不安1人でいることは、みじめで恥ずかしい。はたしてそうなのだろうか(写真はイメージです) Photo:PIXTA

レビュー

 本書『孤独と不安のレッスン』には、「シラフの時は頼れる仲間なのに、酒に酔うと彼女を殴る最低の男」という話が出てくる。あなたなら、このような男とどのようにつきあうだろうか?簡単に関係を断つことができれば話は簡単だが、必ずしもそうはいかないこともあるだろう。

『孤独と不安のレッスン』書影『孤独と不安のレッスン』 鴻上尚史著 大和書房刊 748円(税込)

 著者は、自分と関係のない人は「他人」であるが、自分に喜びや幸せと同時に孤独や不安を与える人は「他者」だという。「他者」とどのようにつきあうかによって、人間的成熟度が測られるといっていい。

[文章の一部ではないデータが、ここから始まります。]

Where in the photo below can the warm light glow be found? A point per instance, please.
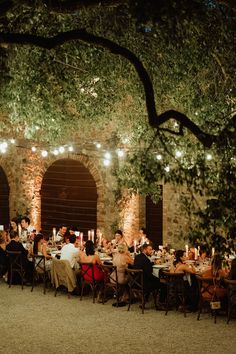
(120, 152)
(208, 157)
(44, 153)
(61, 149)
(106, 162)
(107, 155)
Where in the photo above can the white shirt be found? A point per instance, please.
(71, 253)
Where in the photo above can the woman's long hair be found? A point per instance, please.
(178, 255)
(216, 265)
(37, 238)
(89, 248)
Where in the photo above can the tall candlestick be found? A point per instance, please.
(81, 238)
(92, 235)
(54, 234)
(135, 246)
(186, 250)
(19, 230)
(195, 253)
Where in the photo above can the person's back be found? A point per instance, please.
(70, 252)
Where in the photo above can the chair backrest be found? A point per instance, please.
(39, 263)
(135, 279)
(87, 272)
(63, 274)
(207, 288)
(15, 259)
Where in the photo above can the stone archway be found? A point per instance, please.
(68, 195)
(4, 199)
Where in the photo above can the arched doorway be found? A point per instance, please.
(69, 196)
(4, 199)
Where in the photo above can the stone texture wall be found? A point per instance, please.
(25, 170)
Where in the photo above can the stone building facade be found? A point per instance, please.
(25, 169)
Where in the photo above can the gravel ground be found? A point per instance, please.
(32, 322)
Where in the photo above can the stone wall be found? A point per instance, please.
(25, 170)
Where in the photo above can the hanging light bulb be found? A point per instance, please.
(44, 153)
(61, 149)
(120, 152)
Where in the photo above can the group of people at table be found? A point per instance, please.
(69, 246)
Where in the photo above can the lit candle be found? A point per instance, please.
(198, 251)
(92, 235)
(19, 230)
(135, 246)
(186, 250)
(54, 234)
(81, 238)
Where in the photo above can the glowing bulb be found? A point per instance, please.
(120, 152)
(208, 157)
(61, 149)
(106, 162)
(167, 168)
(44, 153)
(178, 153)
(107, 155)
(55, 152)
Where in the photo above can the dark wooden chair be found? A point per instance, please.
(110, 282)
(40, 271)
(175, 290)
(87, 279)
(15, 266)
(231, 294)
(208, 295)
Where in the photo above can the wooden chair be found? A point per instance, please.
(40, 271)
(88, 279)
(231, 294)
(175, 289)
(15, 266)
(110, 282)
(63, 275)
(207, 294)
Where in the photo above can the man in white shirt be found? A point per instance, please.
(71, 252)
(60, 236)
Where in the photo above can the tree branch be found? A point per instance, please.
(154, 120)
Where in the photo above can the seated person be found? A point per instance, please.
(143, 262)
(215, 271)
(60, 236)
(121, 259)
(16, 245)
(118, 240)
(89, 256)
(40, 248)
(190, 283)
(71, 252)
(3, 255)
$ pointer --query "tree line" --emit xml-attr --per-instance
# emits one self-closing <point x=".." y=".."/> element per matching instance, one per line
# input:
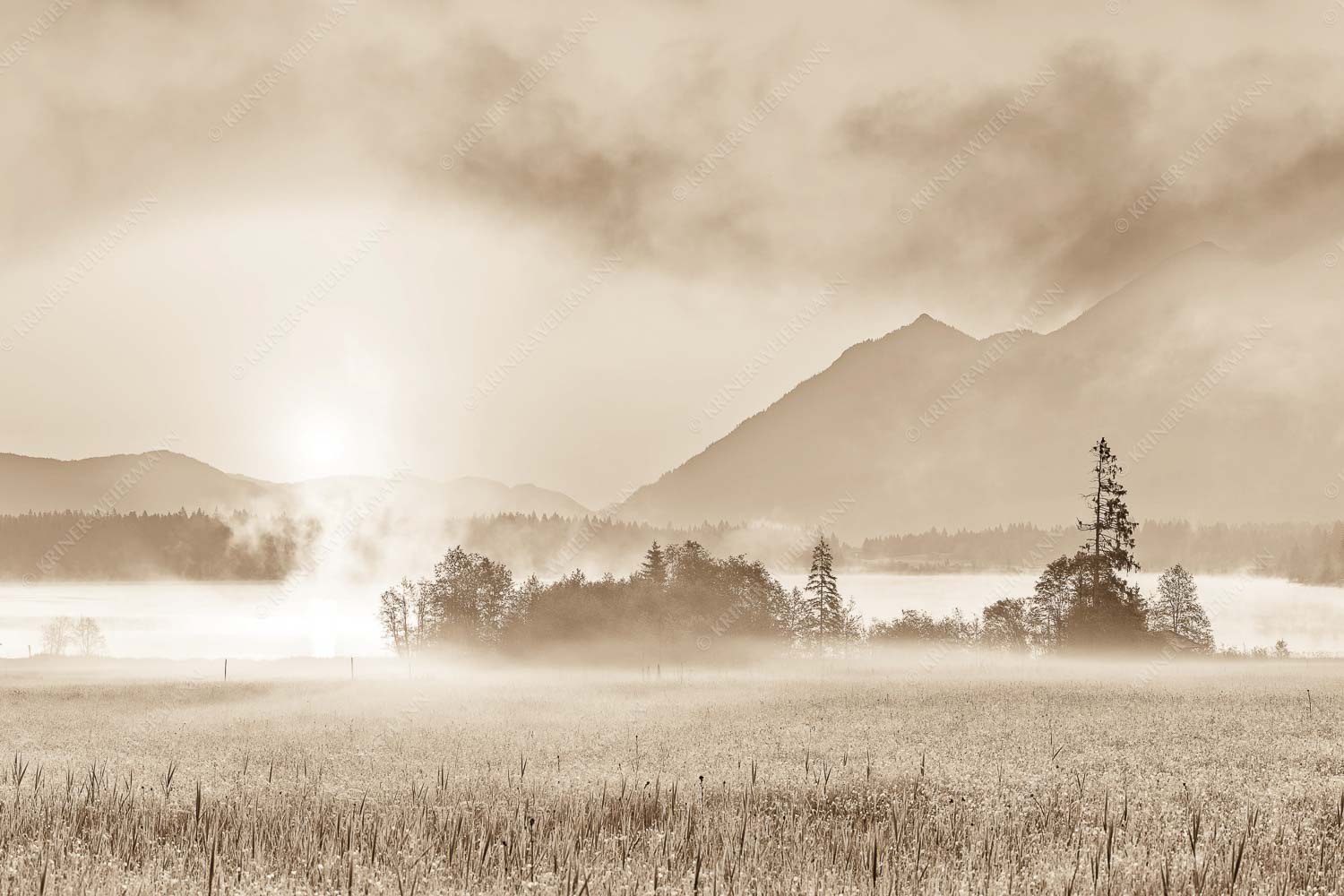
<point x="151" y="546"/>
<point x="1303" y="552"/>
<point x="682" y="598"/>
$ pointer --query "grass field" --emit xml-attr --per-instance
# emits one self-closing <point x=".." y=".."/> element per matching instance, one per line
<point x="967" y="777"/>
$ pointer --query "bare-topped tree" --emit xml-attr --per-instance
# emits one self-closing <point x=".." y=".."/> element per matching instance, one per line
<point x="88" y="635"/>
<point x="1176" y="607"/>
<point x="824" y="606"/>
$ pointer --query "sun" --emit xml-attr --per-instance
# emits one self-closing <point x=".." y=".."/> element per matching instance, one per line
<point x="319" y="444"/>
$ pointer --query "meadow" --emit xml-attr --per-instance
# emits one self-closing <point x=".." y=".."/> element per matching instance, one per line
<point x="943" y="772"/>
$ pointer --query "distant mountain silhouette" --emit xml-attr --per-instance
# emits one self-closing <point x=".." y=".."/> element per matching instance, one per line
<point x="1219" y="397"/>
<point x="166" y="481"/>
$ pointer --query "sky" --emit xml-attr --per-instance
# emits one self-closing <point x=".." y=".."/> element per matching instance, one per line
<point x="574" y="244"/>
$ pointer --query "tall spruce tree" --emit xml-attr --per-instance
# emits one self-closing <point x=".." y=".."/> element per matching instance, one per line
<point x="824" y="607"/>
<point x="1109" y="611"/>
<point x="655" y="567"/>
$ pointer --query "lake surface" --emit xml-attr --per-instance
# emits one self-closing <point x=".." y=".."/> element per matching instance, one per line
<point x="180" y="619"/>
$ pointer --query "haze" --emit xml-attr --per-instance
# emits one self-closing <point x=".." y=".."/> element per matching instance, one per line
<point x="115" y="110"/>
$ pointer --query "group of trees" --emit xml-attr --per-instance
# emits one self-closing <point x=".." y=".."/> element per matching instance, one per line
<point x="82" y="635"/>
<point x="680" y="599"/>
<point x="151" y="546"/>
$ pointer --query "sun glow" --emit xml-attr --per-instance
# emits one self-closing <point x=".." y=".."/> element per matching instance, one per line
<point x="319" y="444"/>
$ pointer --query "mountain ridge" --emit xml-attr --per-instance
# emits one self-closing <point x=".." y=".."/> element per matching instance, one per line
<point x="930" y="426"/>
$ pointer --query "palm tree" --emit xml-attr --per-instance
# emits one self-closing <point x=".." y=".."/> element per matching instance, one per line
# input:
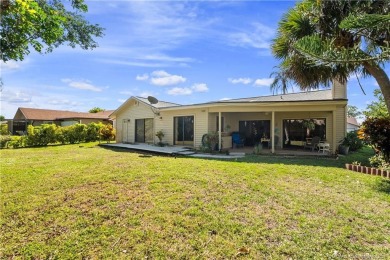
<point x="322" y="41"/>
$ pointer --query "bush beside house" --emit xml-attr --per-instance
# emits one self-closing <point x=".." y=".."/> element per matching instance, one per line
<point x="51" y="134"/>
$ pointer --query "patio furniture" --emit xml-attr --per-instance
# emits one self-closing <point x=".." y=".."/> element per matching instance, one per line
<point x="270" y="141"/>
<point x="313" y="143"/>
<point x="238" y="140"/>
<point x="265" y="140"/>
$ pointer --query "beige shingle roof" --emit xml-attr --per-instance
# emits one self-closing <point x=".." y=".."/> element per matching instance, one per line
<point x="48" y="114"/>
<point x="352" y="121"/>
<point x="160" y="104"/>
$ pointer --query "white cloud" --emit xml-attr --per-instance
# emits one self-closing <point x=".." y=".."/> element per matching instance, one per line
<point x="264" y="82"/>
<point x="145" y="94"/>
<point x="63" y="102"/>
<point x="258" y="36"/>
<point x="142" y="77"/>
<point x="10" y="65"/>
<point x="84" y="85"/>
<point x="200" y="87"/>
<point x="240" y="80"/>
<point x="163" y="78"/>
<point x="180" y="91"/>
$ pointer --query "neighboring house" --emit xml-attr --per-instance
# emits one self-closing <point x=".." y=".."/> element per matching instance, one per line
<point x="352" y="124"/>
<point x="286" y="120"/>
<point x="35" y="117"/>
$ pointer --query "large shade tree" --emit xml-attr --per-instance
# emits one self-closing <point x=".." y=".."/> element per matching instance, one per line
<point x="322" y="41"/>
<point x="44" y="25"/>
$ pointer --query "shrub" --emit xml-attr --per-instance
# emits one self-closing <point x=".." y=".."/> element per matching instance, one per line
<point x="376" y="132"/>
<point x="17" y="141"/>
<point x="4" y="129"/>
<point x="92" y="132"/>
<point x="41" y="135"/>
<point x="379" y="162"/>
<point x="210" y="142"/>
<point x="62" y="135"/>
<point x="4" y="140"/>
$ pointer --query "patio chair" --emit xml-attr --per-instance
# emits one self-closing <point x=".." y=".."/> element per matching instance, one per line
<point x="313" y="143"/>
<point x="270" y="141"/>
<point x="238" y="139"/>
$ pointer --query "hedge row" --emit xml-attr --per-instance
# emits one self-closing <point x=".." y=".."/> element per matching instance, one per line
<point x="51" y="134"/>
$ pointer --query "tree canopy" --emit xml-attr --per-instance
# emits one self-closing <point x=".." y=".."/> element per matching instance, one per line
<point x="44" y="25"/>
<point x="322" y="41"/>
<point x="377" y="108"/>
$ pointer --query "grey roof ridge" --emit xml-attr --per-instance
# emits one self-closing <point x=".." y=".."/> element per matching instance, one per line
<point x="288" y="94"/>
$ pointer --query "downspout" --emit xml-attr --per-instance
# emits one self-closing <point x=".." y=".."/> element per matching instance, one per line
<point x="273" y="132"/>
<point x="334" y="147"/>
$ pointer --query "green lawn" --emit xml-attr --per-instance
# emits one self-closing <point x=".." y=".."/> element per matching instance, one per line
<point x="90" y="202"/>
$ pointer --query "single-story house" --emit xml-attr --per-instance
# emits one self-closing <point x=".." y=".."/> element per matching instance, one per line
<point x="285" y="121"/>
<point x="352" y="124"/>
<point x="35" y="117"/>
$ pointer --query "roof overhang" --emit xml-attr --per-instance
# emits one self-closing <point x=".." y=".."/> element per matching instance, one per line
<point x="270" y="105"/>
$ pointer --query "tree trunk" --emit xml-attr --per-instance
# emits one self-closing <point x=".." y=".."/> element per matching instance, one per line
<point x="382" y="79"/>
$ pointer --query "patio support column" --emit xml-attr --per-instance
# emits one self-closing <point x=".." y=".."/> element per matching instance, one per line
<point x="273" y="132"/>
<point x="219" y="131"/>
<point x="334" y="142"/>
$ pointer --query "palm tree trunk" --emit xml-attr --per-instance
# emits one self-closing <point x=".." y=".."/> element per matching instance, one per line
<point x="382" y="79"/>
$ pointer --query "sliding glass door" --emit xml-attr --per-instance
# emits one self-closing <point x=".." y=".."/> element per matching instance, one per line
<point x="254" y="130"/>
<point x="144" y="130"/>
<point x="184" y="130"/>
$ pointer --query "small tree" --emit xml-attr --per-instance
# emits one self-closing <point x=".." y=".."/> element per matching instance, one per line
<point x="107" y="133"/>
<point x="377" y="108"/>
<point x="375" y="131"/>
<point x="160" y="135"/>
<point x="4" y="129"/>
<point x="353" y="111"/>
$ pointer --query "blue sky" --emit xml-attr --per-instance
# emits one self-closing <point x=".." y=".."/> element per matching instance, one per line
<point x="181" y="52"/>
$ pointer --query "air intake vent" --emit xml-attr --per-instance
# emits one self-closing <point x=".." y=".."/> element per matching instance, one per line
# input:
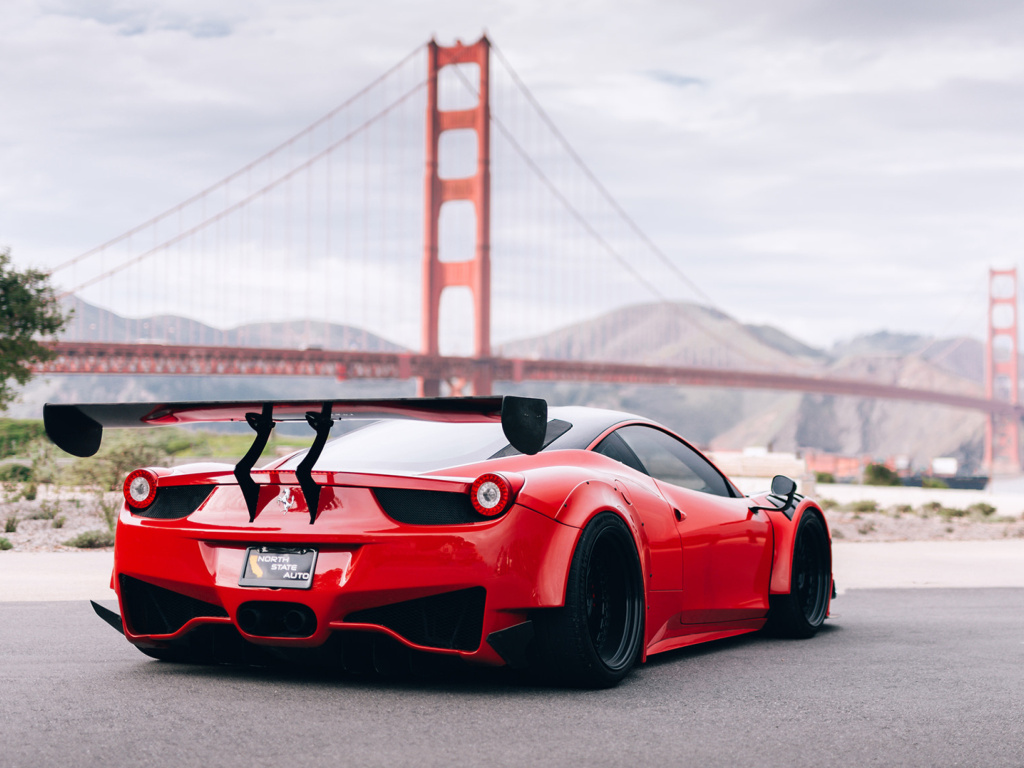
<point x="452" y="620"/>
<point x="154" y="610"/>
<point x="427" y="507"/>
<point x="175" y="502"/>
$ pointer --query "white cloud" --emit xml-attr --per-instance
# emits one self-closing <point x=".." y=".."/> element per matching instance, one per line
<point x="862" y="160"/>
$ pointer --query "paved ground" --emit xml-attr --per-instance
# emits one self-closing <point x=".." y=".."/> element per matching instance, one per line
<point x="899" y="677"/>
<point x="83" y="576"/>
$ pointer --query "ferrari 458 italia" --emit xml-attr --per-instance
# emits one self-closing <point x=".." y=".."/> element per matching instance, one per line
<point x="574" y="541"/>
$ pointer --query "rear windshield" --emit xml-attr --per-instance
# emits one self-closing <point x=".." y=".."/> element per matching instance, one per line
<point x="408" y="445"/>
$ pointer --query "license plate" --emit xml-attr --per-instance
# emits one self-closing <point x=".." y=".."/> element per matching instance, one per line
<point x="279" y="567"/>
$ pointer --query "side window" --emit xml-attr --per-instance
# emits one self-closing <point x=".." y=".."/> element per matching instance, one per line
<point x="613" y="448"/>
<point x="673" y="461"/>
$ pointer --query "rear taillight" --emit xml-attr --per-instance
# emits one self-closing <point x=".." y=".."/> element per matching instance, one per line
<point x="492" y="495"/>
<point x="140" y="488"/>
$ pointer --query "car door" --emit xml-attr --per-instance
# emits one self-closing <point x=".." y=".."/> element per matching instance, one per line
<point x="726" y="549"/>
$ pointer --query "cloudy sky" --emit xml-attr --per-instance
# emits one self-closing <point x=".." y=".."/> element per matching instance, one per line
<point x="830" y="167"/>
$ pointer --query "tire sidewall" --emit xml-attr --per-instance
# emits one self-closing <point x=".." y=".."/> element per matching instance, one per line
<point x="605" y="524"/>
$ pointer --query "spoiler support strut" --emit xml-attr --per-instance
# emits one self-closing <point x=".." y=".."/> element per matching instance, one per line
<point x="322" y="423"/>
<point x="263" y="424"/>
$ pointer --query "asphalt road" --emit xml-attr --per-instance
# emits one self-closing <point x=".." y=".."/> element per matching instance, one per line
<point x="899" y="677"/>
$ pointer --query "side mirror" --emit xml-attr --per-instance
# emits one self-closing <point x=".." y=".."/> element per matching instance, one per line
<point x="783" y="486"/>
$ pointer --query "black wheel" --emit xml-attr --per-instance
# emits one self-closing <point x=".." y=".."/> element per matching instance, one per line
<point x="802" y="612"/>
<point x="596" y="637"/>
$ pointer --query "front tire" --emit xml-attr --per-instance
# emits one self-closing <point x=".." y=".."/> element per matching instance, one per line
<point x="802" y="612"/>
<point x="594" y="640"/>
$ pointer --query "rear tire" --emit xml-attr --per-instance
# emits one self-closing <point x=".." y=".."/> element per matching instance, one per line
<point x="594" y="640"/>
<point x="802" y="612"/>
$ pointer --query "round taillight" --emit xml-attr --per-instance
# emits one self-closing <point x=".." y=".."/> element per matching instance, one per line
<point x="491" y="495"/>
<point x="140" y="488"/>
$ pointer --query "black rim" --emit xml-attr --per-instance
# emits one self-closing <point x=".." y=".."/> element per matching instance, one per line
<point x="810" y="572"/>
<point x="613" y="602"/>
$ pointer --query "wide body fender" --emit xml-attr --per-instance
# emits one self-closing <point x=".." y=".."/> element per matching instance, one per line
<point x="784" y="530"/>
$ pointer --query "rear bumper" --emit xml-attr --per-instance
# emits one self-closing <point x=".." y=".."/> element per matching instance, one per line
<point x="449" y="586"/>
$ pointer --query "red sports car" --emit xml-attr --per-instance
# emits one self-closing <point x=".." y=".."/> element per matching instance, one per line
<point x="578" y="541"/>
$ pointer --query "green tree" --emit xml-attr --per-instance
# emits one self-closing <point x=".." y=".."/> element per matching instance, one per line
<point x="29" y="310"/>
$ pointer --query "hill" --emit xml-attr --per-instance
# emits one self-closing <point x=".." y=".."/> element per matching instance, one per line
<point x="652" y="334"/>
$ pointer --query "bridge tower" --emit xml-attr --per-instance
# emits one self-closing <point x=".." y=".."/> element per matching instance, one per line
<point x="1001" y="381"/>
<point x="475" y="272"/>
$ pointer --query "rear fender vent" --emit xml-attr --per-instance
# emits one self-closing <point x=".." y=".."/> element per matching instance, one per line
<point x="154" y="610"/>
<point x="427" y="507"/>
<point x="452" y="620"/>
<point x="175" y="502"/>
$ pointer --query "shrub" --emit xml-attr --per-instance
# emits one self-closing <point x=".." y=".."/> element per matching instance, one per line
<point x="880" y="474"/>
<point x="47" y="511"/>
<point x="864" y="505"/>
<point x="116" y="459"/>
<point x="981" y="509"/>
<point x="15" y="473"/>
<point x="15" y="434"/>
<point x="91" y="540"/>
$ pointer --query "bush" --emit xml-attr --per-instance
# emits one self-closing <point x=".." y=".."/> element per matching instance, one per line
<point x="91" y="540"/>
<point x="119" y="456"/>
<point x="15" y="434"/>
<point x="981" y="509"/>
<point x="880" y="474"/>
<point x="864" y="505"/>
<point x="47" y="511"/>
<point x="15" y="473"/>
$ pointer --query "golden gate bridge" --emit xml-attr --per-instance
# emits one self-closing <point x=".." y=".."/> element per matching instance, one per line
<point x="517" y="236"/>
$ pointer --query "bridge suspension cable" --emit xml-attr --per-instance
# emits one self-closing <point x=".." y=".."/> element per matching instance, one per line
<point x="296" y="170"/>
<point x="223" y="182"/>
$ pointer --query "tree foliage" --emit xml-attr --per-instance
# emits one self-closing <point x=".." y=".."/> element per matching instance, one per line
<point x="29" y="310"/>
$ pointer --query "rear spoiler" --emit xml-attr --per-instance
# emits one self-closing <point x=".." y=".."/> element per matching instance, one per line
<point x="79" y="429"/>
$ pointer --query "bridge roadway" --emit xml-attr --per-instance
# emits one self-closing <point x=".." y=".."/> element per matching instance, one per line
<point x="161" y="359"/>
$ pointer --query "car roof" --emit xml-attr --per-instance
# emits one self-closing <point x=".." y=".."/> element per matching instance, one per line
<point x="587" y="423"/>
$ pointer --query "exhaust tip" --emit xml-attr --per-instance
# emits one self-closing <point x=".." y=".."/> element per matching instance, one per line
<point x="265" y="619"/>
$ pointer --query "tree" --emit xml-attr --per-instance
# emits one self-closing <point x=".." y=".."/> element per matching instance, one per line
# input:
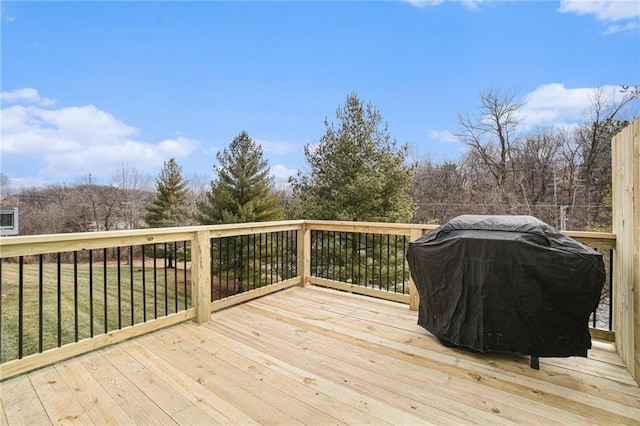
<point x="592" y="140"/>
<point x="490" y="136"/>
<point x="357" y="173"/>
<point x="357" y="170"/>
<point x="438" y="192"/>
<point x="243" y="190"/>
<point x="170" y="207"/>
<point x="133" y="195"/>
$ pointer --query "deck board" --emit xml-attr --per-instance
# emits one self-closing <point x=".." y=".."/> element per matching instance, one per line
<point x="317" y="356"/>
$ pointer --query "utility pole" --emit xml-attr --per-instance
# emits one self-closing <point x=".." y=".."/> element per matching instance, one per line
<point x="563" y="217"/>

「他者」とのつきあい方に熟達するには、まず「本当の孤独」を理解することが重要だ。孤独はみじめなことでも、みっともないことでもない。みじめだと思い、ネットや周囲の人になぐさめを求める状態は、「ニセモノの孤独」だ。自分との対話を重ね、「自分は何がしたいのか?」「本当は何を考えているのか?」を理解できれば、そうした苦しみから解放され、のびのびと生きられるはずだ。

 もちろん日本で「本当の孤独」を生きるのは難しい。世間とは、私たちにとって神のような存在だからだ。世間に従い、「みんな仲良く」と迫ってくる圧力はとても強い。しかしそれを振り切って、「1人でもかまわない」と思ったほうがいい。世間はあなたの人生に最終責任を取ってはくれないからだ。